Stay in your lane: Archer students navigate hallway traffic


Photo credit: Molly Goldberg

Congestion on the staircase in the East Wing before first period. The traffic has posed inconveniences in terms of getting to class on time, according to students.

A crowd of Archer girls hurry towards the Classroom Village like the rush hour traffic on the neighboring 405 freeway. Girls jostle one another as they speed to class during the five-minute passing period, prompting faculty to remind everyone to stay in their lane.

Until Archer Forward construction concludes in the spring of 2019, students will be learning in the remaining parts of the historic building and the newly built Classroom Village. Students have English, history, math, dance, fitness and some science classes in the village, while the rest of the science classes, art and language classes remain in the historic building.

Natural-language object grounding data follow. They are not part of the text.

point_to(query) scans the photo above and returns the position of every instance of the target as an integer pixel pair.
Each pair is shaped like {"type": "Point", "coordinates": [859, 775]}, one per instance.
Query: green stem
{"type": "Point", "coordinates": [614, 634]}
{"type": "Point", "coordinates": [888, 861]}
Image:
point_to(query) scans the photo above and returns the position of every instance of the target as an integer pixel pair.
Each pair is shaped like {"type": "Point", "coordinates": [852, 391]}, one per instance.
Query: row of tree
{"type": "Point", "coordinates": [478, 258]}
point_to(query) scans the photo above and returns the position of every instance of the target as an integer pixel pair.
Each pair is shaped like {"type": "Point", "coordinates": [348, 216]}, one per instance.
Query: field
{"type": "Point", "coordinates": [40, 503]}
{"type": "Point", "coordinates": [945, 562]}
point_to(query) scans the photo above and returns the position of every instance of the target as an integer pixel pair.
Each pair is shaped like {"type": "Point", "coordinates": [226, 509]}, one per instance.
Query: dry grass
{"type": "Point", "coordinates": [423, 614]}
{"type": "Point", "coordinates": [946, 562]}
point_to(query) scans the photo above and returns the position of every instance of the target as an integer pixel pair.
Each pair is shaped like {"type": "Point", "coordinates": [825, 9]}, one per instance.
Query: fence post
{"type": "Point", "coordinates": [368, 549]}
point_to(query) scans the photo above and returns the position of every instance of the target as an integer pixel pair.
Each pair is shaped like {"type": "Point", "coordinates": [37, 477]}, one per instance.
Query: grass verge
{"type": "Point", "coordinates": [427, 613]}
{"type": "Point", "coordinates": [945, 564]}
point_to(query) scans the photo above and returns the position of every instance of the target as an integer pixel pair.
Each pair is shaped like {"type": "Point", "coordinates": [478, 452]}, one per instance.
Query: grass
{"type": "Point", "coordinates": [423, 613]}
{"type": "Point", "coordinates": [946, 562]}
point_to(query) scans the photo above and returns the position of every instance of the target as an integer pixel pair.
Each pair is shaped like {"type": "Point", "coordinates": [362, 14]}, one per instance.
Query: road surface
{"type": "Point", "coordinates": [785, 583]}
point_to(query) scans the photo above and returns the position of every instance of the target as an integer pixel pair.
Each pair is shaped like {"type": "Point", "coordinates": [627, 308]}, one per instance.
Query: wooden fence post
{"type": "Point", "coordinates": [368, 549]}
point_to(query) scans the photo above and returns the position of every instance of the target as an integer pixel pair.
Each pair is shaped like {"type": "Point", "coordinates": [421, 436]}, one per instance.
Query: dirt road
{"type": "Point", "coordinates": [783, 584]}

According to students, the construction has caused many inconveniences, but perhaps the biggest one has been traffic in the language hallway.

“It’s been a little bit difficult, and I have had a lot of trouble getting to classes on time. The hall is really congested,” Stella Gregg ‘20 said.“I almost feel like it adds stress to my day because I have to worry about getting to places on time, and I’ve noticed that it doesn’t allow me to enter the classroom in the most positive way.”

Since there is only one stairwell for all students to get from the historic building to the classroom village, the language hallway —previously referred to as the English hallway — has been overcrowded. The rest of the staircases were knocked down along with the north wing of the school, so the only two remaining stairwells are in the far east and west wings of the school. Because students have most of their classes in the village and the east wing, the congestion is mostly on the east side of the school. 

Class meetings were held to discuss what could be done about the traffic in the halls. The administration has recently made efforts to reduce the congestion in the hallways by taping down masking tape on the stairwell that indicates two-way traffic. The people going down the stairs are encouraged to stay to the right in a single-file line, while the people going up the stairs stay in a single-file line on the other side of the tape. Additionally, the seniors are now permitted to take the elevators.

“I think the aisles on the stairway was definitely helpful,” Gregg said. “But I think the biggest issue is passing periods because they are so short. Increasing the length of the passing periods would maybe be more helpful.”

According to Dean of Students Jenn Babin, the administration is continuing to work on how to alleviate the situation. However, until more ideas on how to reduce the traffic are executed, teachers and students are advised to follow the rules that have already been laid down in order to ensure that everyone can get to both their classes in the Village and in the historic building on time.

“I get a little bit frustrated because we are already more than halfway through our careers here at Archer,” Gregg said. “However, I think the end product of this construction will be worth the frustration of the traffic and the trailers.”